BRADENTON -- Manatee County School Board members face a Herculean task: deciding which of the suggested actions to take to help balance enrollment in the growing school district.
And they want to be sure they have plenty of time to think about their options, especially given that just the ideas brought by consultants have raised passions among parents.
"I need more time to go over this and digest this than an hour or an hour-and- a-half," board chairwoman Karen Carpenter said.
After a nearly four month process, Ohio-based company DeJong-Richter gave the school board a variety of options to help balance enrollment across the district. The company used district data, a group of community members called a "steering committee," and a variety of responses to generate the recommendations that the board discussed for the first time during a special workshop Tuesday.
"There is no perfect plan," said Scott Leopold, the district's liaison with DeJong-Richter. "The recommendations that we're bringing to you today aren't going to make everybody happy. There are difficult decisions ahead."

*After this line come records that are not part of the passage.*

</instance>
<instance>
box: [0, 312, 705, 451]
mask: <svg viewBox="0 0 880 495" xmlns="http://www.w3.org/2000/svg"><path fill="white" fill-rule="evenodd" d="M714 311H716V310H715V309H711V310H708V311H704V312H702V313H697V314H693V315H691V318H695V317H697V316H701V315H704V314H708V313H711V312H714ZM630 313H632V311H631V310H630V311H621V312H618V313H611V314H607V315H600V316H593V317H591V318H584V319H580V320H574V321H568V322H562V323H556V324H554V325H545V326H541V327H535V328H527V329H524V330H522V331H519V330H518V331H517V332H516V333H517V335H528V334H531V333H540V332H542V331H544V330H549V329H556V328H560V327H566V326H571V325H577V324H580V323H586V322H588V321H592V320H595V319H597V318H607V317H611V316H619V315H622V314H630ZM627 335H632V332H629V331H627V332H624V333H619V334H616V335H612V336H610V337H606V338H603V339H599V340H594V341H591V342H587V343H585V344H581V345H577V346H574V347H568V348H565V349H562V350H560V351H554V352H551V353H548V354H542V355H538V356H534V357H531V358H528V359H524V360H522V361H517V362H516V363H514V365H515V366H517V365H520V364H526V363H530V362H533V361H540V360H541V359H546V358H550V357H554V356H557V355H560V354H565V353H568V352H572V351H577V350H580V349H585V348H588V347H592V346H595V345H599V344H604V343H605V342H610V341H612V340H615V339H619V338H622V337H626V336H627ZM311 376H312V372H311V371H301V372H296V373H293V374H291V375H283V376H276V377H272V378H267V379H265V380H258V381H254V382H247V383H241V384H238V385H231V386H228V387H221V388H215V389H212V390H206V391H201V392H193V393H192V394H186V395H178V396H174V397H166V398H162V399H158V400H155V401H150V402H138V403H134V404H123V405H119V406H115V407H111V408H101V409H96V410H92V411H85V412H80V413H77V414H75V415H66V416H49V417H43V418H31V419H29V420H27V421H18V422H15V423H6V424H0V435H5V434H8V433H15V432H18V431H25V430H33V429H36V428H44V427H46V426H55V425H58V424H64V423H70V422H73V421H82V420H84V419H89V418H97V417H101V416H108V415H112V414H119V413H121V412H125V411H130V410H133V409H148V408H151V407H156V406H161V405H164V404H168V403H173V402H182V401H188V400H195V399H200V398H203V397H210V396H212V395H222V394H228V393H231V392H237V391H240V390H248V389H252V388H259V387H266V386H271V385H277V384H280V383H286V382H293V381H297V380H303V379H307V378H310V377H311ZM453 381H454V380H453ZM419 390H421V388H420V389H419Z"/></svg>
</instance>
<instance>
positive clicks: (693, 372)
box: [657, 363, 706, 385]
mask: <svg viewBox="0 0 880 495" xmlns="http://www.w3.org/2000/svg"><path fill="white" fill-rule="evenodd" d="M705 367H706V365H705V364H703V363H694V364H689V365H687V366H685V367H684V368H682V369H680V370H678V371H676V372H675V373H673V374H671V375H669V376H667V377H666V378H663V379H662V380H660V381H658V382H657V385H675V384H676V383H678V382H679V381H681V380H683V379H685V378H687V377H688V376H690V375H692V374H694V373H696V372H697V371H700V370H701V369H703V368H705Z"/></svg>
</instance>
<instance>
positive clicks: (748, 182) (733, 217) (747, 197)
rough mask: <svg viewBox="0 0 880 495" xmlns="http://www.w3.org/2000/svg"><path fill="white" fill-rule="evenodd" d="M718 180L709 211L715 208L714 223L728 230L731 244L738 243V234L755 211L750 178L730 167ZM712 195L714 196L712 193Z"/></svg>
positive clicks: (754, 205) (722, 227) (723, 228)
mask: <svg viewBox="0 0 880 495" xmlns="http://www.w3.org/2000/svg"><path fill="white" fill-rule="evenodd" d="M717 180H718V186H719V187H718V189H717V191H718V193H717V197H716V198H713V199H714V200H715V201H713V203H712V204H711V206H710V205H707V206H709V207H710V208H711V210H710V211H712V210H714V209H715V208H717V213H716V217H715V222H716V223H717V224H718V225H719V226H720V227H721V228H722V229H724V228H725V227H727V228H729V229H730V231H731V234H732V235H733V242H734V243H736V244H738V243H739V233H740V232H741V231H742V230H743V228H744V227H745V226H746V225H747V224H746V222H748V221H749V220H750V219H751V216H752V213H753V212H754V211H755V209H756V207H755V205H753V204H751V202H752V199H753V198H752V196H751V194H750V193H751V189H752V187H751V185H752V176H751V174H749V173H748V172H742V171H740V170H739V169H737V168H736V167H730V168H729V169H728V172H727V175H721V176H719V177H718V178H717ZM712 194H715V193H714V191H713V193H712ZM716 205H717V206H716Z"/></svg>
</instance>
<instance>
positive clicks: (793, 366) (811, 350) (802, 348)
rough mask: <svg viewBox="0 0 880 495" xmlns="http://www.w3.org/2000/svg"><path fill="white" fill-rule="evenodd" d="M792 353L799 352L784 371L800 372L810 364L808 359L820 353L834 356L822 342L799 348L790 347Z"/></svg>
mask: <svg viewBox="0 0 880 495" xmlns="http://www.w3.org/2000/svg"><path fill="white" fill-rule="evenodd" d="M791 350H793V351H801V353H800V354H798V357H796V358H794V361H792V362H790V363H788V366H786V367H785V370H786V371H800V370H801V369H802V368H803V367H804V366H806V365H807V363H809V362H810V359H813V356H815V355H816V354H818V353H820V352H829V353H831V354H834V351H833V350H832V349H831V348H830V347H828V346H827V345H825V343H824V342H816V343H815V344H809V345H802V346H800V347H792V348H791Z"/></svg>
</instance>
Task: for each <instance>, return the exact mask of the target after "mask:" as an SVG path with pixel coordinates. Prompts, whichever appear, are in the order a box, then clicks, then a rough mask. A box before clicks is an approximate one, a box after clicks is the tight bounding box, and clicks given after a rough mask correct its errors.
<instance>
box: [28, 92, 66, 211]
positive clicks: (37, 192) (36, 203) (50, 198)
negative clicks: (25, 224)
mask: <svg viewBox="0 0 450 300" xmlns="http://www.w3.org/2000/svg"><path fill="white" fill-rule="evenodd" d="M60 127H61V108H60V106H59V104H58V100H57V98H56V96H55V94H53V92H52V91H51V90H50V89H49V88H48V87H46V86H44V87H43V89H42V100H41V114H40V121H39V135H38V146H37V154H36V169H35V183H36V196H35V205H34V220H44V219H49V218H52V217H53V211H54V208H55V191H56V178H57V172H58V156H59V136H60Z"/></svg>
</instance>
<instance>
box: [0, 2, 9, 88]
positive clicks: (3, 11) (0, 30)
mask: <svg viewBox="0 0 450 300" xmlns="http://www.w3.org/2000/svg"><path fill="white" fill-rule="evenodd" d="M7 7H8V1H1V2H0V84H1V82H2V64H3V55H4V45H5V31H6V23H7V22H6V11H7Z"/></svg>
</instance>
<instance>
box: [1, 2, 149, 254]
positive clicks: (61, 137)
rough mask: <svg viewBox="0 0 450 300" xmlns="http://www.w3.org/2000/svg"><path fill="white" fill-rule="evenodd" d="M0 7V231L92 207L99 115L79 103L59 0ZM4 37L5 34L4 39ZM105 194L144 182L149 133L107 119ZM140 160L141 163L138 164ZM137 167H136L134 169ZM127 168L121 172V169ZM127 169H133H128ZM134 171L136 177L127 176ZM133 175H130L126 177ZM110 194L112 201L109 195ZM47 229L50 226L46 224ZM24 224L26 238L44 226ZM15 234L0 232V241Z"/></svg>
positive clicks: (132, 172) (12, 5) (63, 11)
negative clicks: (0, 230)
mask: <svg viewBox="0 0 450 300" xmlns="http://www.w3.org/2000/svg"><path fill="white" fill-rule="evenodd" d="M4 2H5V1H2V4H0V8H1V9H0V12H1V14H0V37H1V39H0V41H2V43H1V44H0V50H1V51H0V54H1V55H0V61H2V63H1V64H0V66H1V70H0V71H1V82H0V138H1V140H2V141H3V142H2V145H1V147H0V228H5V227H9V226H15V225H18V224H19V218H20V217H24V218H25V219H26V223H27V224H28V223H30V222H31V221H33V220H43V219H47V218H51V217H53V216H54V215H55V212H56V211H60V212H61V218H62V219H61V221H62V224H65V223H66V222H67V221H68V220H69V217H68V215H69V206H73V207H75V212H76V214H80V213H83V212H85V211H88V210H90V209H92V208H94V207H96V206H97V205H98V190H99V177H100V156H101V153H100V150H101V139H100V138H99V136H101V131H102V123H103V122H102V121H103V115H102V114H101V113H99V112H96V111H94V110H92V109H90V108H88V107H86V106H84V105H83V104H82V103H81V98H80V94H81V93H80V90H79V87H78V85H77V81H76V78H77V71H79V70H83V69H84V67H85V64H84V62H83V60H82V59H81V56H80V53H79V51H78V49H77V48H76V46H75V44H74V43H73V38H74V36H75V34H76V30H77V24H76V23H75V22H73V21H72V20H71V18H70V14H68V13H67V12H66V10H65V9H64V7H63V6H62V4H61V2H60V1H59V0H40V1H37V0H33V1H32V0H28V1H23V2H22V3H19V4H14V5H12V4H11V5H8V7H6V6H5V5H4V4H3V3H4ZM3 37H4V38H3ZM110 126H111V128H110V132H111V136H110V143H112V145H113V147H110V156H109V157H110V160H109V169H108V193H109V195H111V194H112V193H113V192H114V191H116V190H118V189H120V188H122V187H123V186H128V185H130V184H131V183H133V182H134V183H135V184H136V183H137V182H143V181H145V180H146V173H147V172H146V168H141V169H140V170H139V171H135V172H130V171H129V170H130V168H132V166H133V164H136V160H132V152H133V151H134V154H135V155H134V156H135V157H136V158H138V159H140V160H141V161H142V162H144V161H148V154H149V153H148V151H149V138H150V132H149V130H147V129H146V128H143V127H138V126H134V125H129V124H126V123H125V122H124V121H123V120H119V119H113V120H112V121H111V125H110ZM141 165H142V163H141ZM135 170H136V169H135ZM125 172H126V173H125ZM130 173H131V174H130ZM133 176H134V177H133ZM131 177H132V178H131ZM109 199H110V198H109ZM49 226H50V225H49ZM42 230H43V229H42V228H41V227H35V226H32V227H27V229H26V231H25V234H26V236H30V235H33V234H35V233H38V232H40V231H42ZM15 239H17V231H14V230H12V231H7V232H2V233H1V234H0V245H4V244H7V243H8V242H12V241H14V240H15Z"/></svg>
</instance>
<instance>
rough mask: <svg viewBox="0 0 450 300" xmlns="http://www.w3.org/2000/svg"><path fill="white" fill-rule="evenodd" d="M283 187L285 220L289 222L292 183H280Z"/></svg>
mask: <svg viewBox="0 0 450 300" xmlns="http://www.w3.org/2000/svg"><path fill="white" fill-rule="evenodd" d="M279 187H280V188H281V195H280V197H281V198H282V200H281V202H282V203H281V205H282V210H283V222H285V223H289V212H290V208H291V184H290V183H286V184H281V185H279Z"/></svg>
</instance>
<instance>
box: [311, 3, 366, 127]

The board took no action Tuesday.
"One of the standards I'm going to use for my own deliberation is what is in the best interest of the children. All of them. All 48,000," Carpenter said. "I know some people are a little unnerved by change and I understand that, but we have to focus on what is going to help our children. All of them."
Board members peppered Leopold with questions, mostly about finances and what costs the company factored in when looking at what renovation work may be needed at schools. A new high school can cost between $80 million and $100 million, a new middle school can cost between $28 million and $32 million and a new elementary school can cost between $20 million and $23 million.
"The popular stuff is all fairly expensive," school board member Bob Gause said. "The reality is we don't have the money to exercise those options."
Build a new high school in the north/east location that can hold 1,800 students; and redistrict students at Palmetto, Lakewood Ranch and Braden River high schools.
Explore dual enrollment, a morning school and an afternoon school, or an extended day, if money is not available to build a new high school.
Re-purpose Harllee Middle School into an exceptional student education center and redistrict the students from that school into the district's other middle schools. That has no cost, but doesn't fully solve the problem at the middle school level. At the same time, build a new middle school to relieve Haile and Nolan middle schools.
Convert Johnson Middle School to a K-8 International Baccalaureate school, and close Wakeland Elementary School. At the same time, build a new middle school to relieve Haile and Nolan middle schools.
Build a new elementary school in the north to relieve Mills Elementary School, close Tillman Elementary School and redistrict among Palmetto, Palm View and Blackburn elementary schools at a cost of about $30 million.
Redistrict Mills students to Blackburn and/or Tillman at little to no cost.
Close Tillman Elementary and redistrict among remaining schools to balance enrollment.
Maintain existing facilities for east elementary schools, which include Bashaw, Braden River, Freedom, Gullett, NcNeal, Myakka City, Tara, Willis and Witt.
Place attractive programs in under-utilized elementary schools elsewhere in the county in an attempt to pull students out of east elementary schools.
Add additional pre-kindergarten programs to help under-utilized elementary schools in the west, which include Anna Maria, Bayshore, Miller, Moody, Palma Sola, Prine, Sea Breeze and Stewart.
Close Orange Ridge-Bullock Elementary School, renovate Oneco Elementary School, and create a zone for children to go to Rogers Garden Elementary School, in addition to keeping the choice program.
Close Orange Ridge and Oneco, build a new elementary school at a new location. A new school would cost about $30 million, and the district would also need to purchase land.
The steering committee identified creating a new high school as the highest priority, alleviating Mills Elementary as a second priority and then dealing with the central elementary school issue -- Orange Ridge, Oneco, Wakeland and Rogers Garden -- as the third priority.
"That's kind of where the steering committee left it," Leopold said.
Superintendent Diana Greene will now take the board's feedback and the board will have a Feb. 9 workshop. Between now and Feb. 9, Greene said the district staff will be able to meet with some of the schools that may be affected.
Other board members voiced some support for some of the recommendations but also encouraged more creative options.
Gause said the board may want to consider putting strong leadership in some of the underutilized schools to attract families.
"I have seen it. I have seen it be very successful," Gause said.
In February, Greene hopes the board will be able to develop some priorities so the staff can come back to the board for formal actions.